Filippone, uomo di fiducia del clan Piromalli, è imputato in Corte d’Assise nel processo «’Ndrangheta stragista», con l’ex capo mandamento di Brancaccio di Palermo Giuseppe Graviano, a seguito di una indagine sui rapporti ‘Ndrangheta-Cosa Nostrà nella strategia stragista dei primi anni ’90 coordinata dal procuratore aggiunto della Dda reggina Giuseppe Lombardo. Il provvedimento, che sarà in vigore fino al persistere dell’emergenza da Coronavirus – fanno sapere i legali – si è reso necessario per le “condizioni particolarmente a rischio” del loro assistito che risulta affetto da patologie cardio-vascolari gravi, come attestato anche dai sanitari del carcere torinese delle “Vallette” dove Filippone era ristretto.

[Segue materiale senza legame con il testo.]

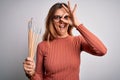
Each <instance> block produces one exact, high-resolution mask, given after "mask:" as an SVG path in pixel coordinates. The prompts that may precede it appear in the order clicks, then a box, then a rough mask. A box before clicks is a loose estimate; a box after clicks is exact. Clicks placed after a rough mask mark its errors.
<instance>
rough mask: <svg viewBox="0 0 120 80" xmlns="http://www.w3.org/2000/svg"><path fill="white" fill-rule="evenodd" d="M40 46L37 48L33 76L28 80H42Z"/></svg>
mask: <svg viewBox="0 0 120 80" xmlns="http://www.w3.org/2000/svg"><path fill="white" fill-rule="evenodd" d="M41 49H42V48H41V46H40V45H38V47H37V55H36V68H35V74H34V75H33V76H32V77H31V79H30V80H43V72H44V71H43V70H44V69H43V52H42V50H41Z"/></svg>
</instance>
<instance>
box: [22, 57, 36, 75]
mask: <svg viewBox="0 0 120 80" xmlns="http://www.w3.org/2000/svg"><path fill="white" fill-rule="evenodd" d="M23 68H24V71H25V73H26V74H27V75H28V76H30V77H32V76H33V75H34V73H35V62H34V60H33V59H32V58H30V57H27V58H26V59H25V61H24V62H23Z"/></svg>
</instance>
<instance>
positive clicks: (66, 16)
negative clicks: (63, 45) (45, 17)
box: [53, 8, 69, 38]
mask: <svg viewBox="0 0 120 80" xmlns="http://www.w3.org/2000/svg"><path fill="white" fill-rule="evenodd" d="M68 17H69V16H68V13H67V12H66V11H65V9H64V8H60V9H58V10H56V12H55V14H54V17H53V25H54V28H55V30H56V32H57V34H58V37H62V38H63V37H67V36H68V26H69V24H67V23H65V22H63V20H62V19H66V20H67V19H68Z"/></svg>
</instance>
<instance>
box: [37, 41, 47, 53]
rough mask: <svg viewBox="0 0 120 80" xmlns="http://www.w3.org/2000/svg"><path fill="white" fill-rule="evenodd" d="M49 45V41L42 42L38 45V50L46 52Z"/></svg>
mask: <svg viewBox="0 0 120 80" xmlns="http://www.w3.org/2000/svg"><path fill="white" fill-rule="evenodd" d="M47 45H48V42H47V41H42V42H40V43H38V45H37V49H40V50H42V51H44V50H45V49H46V48H47Z"/></svg>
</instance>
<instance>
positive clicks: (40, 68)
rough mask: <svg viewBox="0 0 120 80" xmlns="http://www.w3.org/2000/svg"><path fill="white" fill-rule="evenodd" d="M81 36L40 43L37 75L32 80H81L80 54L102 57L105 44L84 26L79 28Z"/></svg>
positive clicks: (32, 76) (31, 78) (78, 26)
mask: <svg viewBox="0 0 120 80" xmlns="http://www.w3.org/2000/svg"><path fill="white" fill-rule="evenodd" d="M77 30H78V31H79V32H80V33H81V35H80V36H67V37H65V38H56V39H54V40H53V41H50V42H49V44H48V42H47V41H43V42H41V43H39V45H38V48H37V60H36V70H35V74H34V75H33V76H32V77H31V80H79V71H80V70H79V68H80V62H81V60H80V54H81V51H86V52H88V53H90V54H93V55H97V56H102V55H104V54H105V53H106V51H107V49H106V47H105V46H104V44H103V43H102V42H101V41H100V40H99V39H98V38H97V37H96V36H95V35H94V34H93V33H91V32H90V31H89V30H87V29H86V28H85V27H84V26H83V25H80V26H78V27H77Z"/></svg>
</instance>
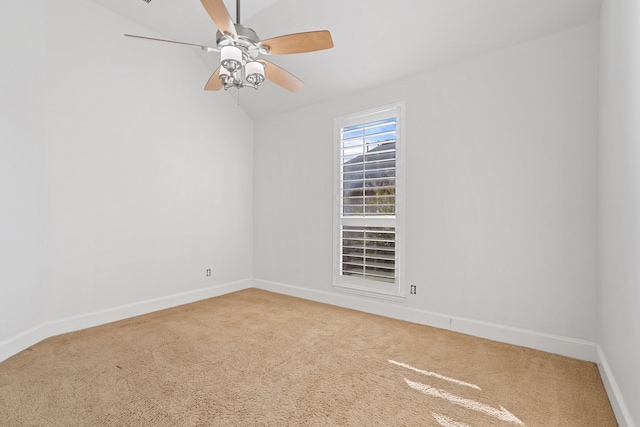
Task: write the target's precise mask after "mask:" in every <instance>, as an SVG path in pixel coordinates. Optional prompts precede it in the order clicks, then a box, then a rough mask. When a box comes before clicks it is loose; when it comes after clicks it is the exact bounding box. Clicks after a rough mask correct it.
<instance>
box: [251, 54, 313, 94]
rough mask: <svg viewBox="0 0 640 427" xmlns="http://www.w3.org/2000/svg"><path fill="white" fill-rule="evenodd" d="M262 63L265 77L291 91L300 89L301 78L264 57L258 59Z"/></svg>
mask: <svg viewBox="0 0 640 427" xmlns="http://www.w3.org/2000/svg"><path fill="white" fill-rule="evenodd" d="M258 62H261V63H262V65H264V75H265V77H266V78H268V79H269V80H271V81H272V82H274V83H275V84H277V85H278V86H280V87H283V88H285V89H287V90H289V91H291V92H297V91H299V90H300V89H302V86H304V83H303V82H302V80H300V79H299V78H297V77H296V76H294V75H293V74H291V73H290V72H288V71H287V70H285V69H284V68H280V67H278V66H277V65H276V64H273V63H271V62H269V61H265V60H264V59H260V60H258Z"/></svg>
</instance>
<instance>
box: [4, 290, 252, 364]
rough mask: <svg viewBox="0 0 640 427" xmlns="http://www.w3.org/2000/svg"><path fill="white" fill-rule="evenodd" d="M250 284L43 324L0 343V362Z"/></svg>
mask: <svg viewBox="0 0 640 427" xmlns="http://www.w3.org/2000/svg"><path fill="white" fill-rule="evenodd" d="M251 284H252V282H251V279H245V280H240V281H237V282H231V283H225V284H222V285H216V286H212V287H209V288H204V289H197V290H194V291H189V292H182V293H179V294H174V295H168V296H164V297H160V298H155V299H152V300H148V301H141V302H137V303H133V304H127V305H122V306H119V307H114V308H110V309H107V310H101V311H96V312H92V313H86V314H82V315H79V316H74V317H69V318H66V319H61V320H54V321H49V322H44V323H41V324H40V325H38V326H35V327H33V328H31V329H29V330H27V331H25V332H22V333H21V334H19V335H18V336H15V337H13V338H10V339H8V340H6V341H2V342H0V362H2V361H3V360H6V359H8V358H9V357H11V356H13V355H15V354H17V353H19V352H21V351H22V350H24V349H26V348H28V347H30V346H32V345H34V344H37V343H38V342H40V341H42V340H44V339H46V338H49V337H53V336H56V335H60V334H64V333H67V332H72V331H77V330H80V329H86V328H91V327H94V326H98V325H104V324H105V323H110V322H115V321H117V320H122V319H126V318H129V317H134V316H139V315H142V314H147V313H151V312H154V311H158V310H164V309H166V308H171V307H176V306H178V305H183V304H189V303H191V302H195V301H200V300H203V299H207V298H213V297H217V296H220V295H225V294H228V293H231V292H236V291H241V290H243V289H248V288H251Z"/></svg>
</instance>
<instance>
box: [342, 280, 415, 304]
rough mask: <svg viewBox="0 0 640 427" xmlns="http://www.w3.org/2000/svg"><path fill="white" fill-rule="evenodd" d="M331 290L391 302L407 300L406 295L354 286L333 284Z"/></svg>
mask: <svg viewBox="0 0 640 427" xmlns="http://www.w3.org/2000/svg"><path fill="white" fill-rule="evenodd" d="M333 289H334V290H336V291H339V292H345V293H348V294H355V295H362V296H366V297H371V298H378V299H383V300H387V301H393V302H404V300H405V299H407V297H406V295H402V294H399V293H395V292H384V291H380V290H375V289H371V288H362V287H359V286H354V285H345V284H340V283H334V284H333Z"/></svg>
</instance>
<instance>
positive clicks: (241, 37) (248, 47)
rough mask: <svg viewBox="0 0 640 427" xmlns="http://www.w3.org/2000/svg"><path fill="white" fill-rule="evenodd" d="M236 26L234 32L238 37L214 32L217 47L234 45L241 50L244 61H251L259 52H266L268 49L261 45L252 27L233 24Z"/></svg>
mask: <svg viewBox="0 0 640 427" xmlns="http://www.w3.org/2000/svg"><path fill="white" fill-rule="evenodd" d="M234 26H235V27H236V33H237V34H238V38H237V39H234V38H233V37H231V36H230V35H228V34H223V33H221V32H220V31H219V30H218V32H217V34H216V43H217V46H218V49H221V48H222V47H224V46H235V47H237V48H239V49H240V50H241V51H242V56H243V59H244V61H245V62H247V61H253V60H254V59H256V58H257V57H258V55H259V54H260V53H262V54H267V53H268V50H267V49H266V48H265V47H261V46H260V45H259V43H260V37H258V34H256V32H255V31H253V29H251V28H249V27H246V26H244V25H242V24H234Z"/></svg>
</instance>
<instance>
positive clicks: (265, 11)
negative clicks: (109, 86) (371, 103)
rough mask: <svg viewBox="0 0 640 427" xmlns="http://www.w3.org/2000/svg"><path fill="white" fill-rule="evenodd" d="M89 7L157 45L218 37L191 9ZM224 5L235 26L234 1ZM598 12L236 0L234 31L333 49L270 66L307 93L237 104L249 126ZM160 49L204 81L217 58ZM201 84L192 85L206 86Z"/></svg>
mask: <svg viewBox="0 0 640 427" xmlns="http://www.w3.org/2000/svg"><path fill="white" fill-rule="evenodd" d="M93 1H95V2H96V3H99V4H101V5H103V6H104V7H106V8H108V9H111V10H113V11H114V12H116V13H118V14H120V15H122V16H124V17H127V18H129V19H131V20H133V21H135V22H138V23H139V24H141V25H143V26H145V27H147V28H149V29H150V30H152V32H155V33H158V34H160V35H161V36H163V37H165V38H168V39H172V40H178V41H183V42H189V43H196V44H202V45H210V46H215V33H216V31H217V29H216V27H215V25H214V24H213V22H212V21H211V19H210V18H209V16H208V15H207V13H206V11H205V10H204V8H203V6H202V4H201V3H200V1H199V0H182V1H176V0H152V1H151V3H149V4H147V3H146V2H145V1H143V0H93ZM224 2H225V5H226V6H227V9H228V10H229V12H230V14H231V16H232V17H233V20H234V21H235V18H236V8H235V5H236V2H235V1H234V0H224ZM600 4H601V0H394V1H393V2H390V1H388V0H315V1H312V0H242V4H241V16H240V19H241V23H242V24H244V25H248V26H249V27H251V28H253V29H254V30H255V31H256V32H257V33H258V35H259V36H260V37H261V38H262V39H267V38H271V37H275V36H279V35H284V34H290V33H297V32H304V31H313V30H325V29H326V30H329V31H331V34H332V37H333V41H334V45H335V46H334V48H333V49H331V50H326V51H319V52H311V53H305V54H299V55H280V56H275V55H274V56H271V57H269V58H268V60H270V61H271V62H274V63H275V64H277V65H279V66H281V67H283V68H285V69H287V70H288V71H289V72H291V73H293V74H294V75H296V76H297V77H298V78H300V79H301V80H303V81H304V82H305V87H304V88H303V89H302V90H300V91H299V92H297V93H290V92H288V91H286V90H284V89H281V88H280V87H278V86H276V85H274V84H273V83H270V82H267V83H265V84H263V85H262V86H261V88H260V89H259V90H258V91H254V90H252V89H243V90H242V91H241V94H240V95H241V96H240V105H241V106H242V107H243V108H244V109H245V110H246V111H247V113H248V114H249V115H250V116H251V117H253V118H259V117H264V116H267V115H271V114H276V113H280V112H283V111H287V110H291V109H295V108H298V107H301V106H304V105H308V104H311V103H314V102H317V101H319V100H322V99H326V98H331V97H335V96H339V95H342V94H345V93H349V92H355V91H359V90H362V89H365V88H369V87H373V86H376V85H378V84H381V83H386V82H389V81H392V80H393V79H397V78H401V77H404V76H409V75H412V74H416V73H419V72H421V71H424V70H428V69H431V68H434V67H438V66H440V65H443V64H447V63H452V62H456V61H460V60H463V59H466V58H471V57H474V56H478V55H481V54H485V53H488V52H491V51H495V50H498V49H501V48H505V47H508V46H513V45H515V44H518V43H522V42H526V41H529V40H533V39H536V38H539V37H543V36H545V35H549V34H553V33H555V32H559V31H562V30H563V29H567V28H571V27H575V26H578V25H581V24H584V23H587V22H590V21H594V20H596V19H598V17H599V14H600ZM139 35H143V36H152V37H153V36H154V34H153V33H149V34H139ZM134 42H135V43H153V42H150V41H139V40H132V43H134ZM167 49H193V51H194V52H195V53H196V54H197V55H200V56H201V57H202V59H203V61H205V63H206V64H207V65H208V66H209V67H210V69H211V72H213V70H215V68H216V67H217V66H218V65H219V64H218V61H219V59H218V55H219V54H218V53H216V52H212V53H208V54H207V53H204V52H202V51H200V50H199V49H197V48H190V47H186V46H179V45H167ZM208 77H209V76H208V75H203V76H202V81H194V82H193V84H194V85H197V86H202V87H204V84H205V83H206V81H207V79H208ZM211 96H234V97H236V96H237V93H235V91H230V93H224V92H213V93H211Z"/></svg>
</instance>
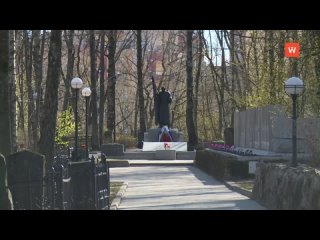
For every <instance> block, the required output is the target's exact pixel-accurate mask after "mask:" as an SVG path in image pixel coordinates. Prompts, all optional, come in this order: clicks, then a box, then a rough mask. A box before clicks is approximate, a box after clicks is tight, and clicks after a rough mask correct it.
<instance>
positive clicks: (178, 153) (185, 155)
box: [176, 151, 196, 160]
mask: <svg viewBox="0 0 320 240" xmlns="http://www.w3.org/2000/svg"><path fill="white" fill-rule="evenodd" d="M176 158H177V159H181V160H195V158H196V152H195V151H194V152H191V151H190V152H186V151H177V156H176Z"/></svg>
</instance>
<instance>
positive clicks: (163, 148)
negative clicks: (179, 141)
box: [142, 142, 188, 152]
mask: <svg viewBox="0 0 320 240" xmlns="http://www.w3.org/2000/svg"><path fill="white" fill-rule="evenodd" d="M168 144H169V146H170V150H175V151H188V143H187V142H168ZM157 150H165V149H164V142H143V148H142V151H144V152H145V151H148V152H149V151H157ZM168 150H169V149H168ZM168 150H167V151H168Z"/></svg>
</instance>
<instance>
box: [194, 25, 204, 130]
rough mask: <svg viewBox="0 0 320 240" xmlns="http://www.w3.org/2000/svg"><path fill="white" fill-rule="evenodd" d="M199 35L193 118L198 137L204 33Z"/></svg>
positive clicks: (194, 125)
mask: <svg viewBox="0 0 320 240" xmlns="http://www.w3.org/2000/svg"><path fill="white" fill-rule="evenodd" d="M198 35H199V45H198V66H197V73H196V79H195V82H196V85H195V99H194V112H193V118H194V126H195V131H196V134H197V135H198V131H199V129H198V97H199V82H200V74H201V66H202V60H203V48H202V46H203V45H202V35H203V31H202V30H199V31H198Z"/></svg>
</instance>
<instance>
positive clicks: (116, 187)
mask: <svg viewBox="0 0 320 240" xmlns="http://www.w3.org/2000/svg"><path fill="white" fill-rule="evenodd" d="M122 185H123V182H110V204H111V203H112V201H113V200H114V199H115V197H116V195H117V193H118V192H119V190H120V188H121V186H122Z"/></svg>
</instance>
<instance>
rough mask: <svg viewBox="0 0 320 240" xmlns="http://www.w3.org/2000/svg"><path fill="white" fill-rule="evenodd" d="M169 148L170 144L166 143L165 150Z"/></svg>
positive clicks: (165, 145)
mask: <svg viewBox="0 0 320 240" xmlns="http://www.w3.org/2000/svg"><path fill="white" fill-rule="evenodd" d="M168 148H170V144H169V143H167V142H164V149H165V150H167V149H168Z"/></svg>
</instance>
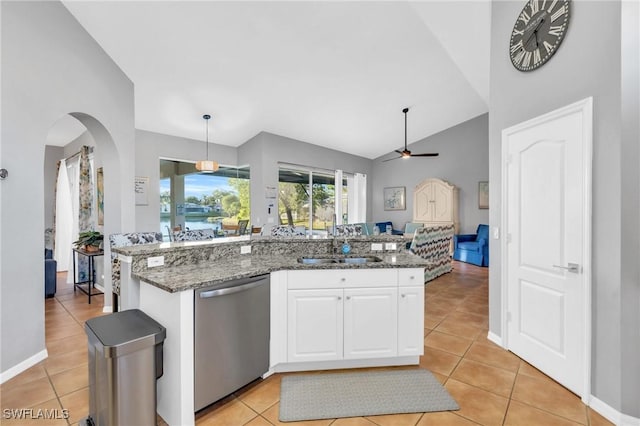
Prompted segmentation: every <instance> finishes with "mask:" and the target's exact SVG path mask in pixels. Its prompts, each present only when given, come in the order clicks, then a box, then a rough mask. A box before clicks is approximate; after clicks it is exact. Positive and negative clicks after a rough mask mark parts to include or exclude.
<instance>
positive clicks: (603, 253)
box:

Rocco Santo Filippone, che gli inquirenti della Procura distrettuale di Reggio Calabria individuano «come l’ambasciatore per gli affari riservati» della cosca Piromalli, e soprannominato «il monaco» per la sua riservatezza, è chiamato a rispondere di associazione mafiosa e di avere coordinato il duplice omicidio dei carabinieri Antonino Fava e Vincenzo Garofalo il 18 gennaio del 1994 nei pressi dello svicolo autostradale di Scilla, nel quadro più generale del tentativo di disarticolare lo Stato. Il duplice omicidio, secondo la testimonianza del collaboratore di giustizia Consolato Villani, fu eseguito da Giuseppe Calabrò, nipote di Filippone, conosciuto nella ‘ndrangheta come killer spietato e temuto per la sua propensione a compiere azioni delittuose di particolare gravità.

Rocco Santo Filippone è stato assegnato agli arresti domiciliari presso l’abitazione del figlio, a Rivoli, in provincia di Torino.